Employee management strategies to retain staff during COVID-19. Credit: BCPNG

Employment trends seem to have stabilised. More than half (53 per cent) of the respondents say their current headcount is the same as their September 2020 headcount. Eighty two per cent of respondents do not intend to reduce their employee headcount in the next three to six months.

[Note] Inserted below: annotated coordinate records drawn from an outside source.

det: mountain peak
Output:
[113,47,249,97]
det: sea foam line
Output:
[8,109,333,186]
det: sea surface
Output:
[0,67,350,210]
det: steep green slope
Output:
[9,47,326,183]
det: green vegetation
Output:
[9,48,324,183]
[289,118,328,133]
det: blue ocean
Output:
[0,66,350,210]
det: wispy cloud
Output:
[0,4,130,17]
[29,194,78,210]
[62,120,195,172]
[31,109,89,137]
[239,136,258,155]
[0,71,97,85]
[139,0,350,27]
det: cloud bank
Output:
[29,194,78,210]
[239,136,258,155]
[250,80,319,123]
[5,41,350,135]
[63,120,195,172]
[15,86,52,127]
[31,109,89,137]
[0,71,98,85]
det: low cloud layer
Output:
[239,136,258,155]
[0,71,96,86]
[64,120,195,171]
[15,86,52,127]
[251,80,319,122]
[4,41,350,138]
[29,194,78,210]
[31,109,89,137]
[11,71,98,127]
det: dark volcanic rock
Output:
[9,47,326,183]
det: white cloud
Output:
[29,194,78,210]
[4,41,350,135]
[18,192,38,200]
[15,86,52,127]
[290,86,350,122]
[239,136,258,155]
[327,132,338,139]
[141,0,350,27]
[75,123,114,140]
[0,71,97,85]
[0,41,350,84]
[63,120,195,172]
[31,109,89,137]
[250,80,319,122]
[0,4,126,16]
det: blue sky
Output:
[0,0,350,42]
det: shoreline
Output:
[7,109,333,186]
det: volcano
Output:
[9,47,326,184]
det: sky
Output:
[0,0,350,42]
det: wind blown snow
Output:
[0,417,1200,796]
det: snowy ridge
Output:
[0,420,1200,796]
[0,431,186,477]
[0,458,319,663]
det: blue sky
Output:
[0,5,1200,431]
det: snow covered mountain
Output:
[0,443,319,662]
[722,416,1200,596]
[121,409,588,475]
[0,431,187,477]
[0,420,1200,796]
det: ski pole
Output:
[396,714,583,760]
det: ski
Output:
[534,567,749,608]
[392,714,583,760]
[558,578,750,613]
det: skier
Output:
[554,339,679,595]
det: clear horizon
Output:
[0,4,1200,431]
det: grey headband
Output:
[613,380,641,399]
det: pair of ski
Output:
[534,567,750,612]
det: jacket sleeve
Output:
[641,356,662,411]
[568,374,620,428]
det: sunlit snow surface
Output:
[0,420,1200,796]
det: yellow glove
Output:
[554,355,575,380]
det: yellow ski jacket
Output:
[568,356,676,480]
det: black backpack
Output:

In the fourth quarter of 2020 the sectors hardest hit were:

  • Tourism and hospitality
  • Professional services
  • Transport and logistics
  • Manufacturing
  • Real estate and property

Stimulus package?

The survey says that close to a year after the announcement of the Government’s stimulus package, it is yet to create a positive impact on respondents’ businesses.

‘Fifty nine per cent of the respondents rate the stimulus package as “not effective at all”, citing reasons such as lack of action and clear direction to implement the stimulus package, lack of positive outcomes that would have come from the stimulus package, and the package not being accessible to SMEs and MSMEs.’

Survey respondents say that the Government should focus on accelerating resource projects, restoring investor confidence, resolving foreign investment issues and settling debts with the private sector.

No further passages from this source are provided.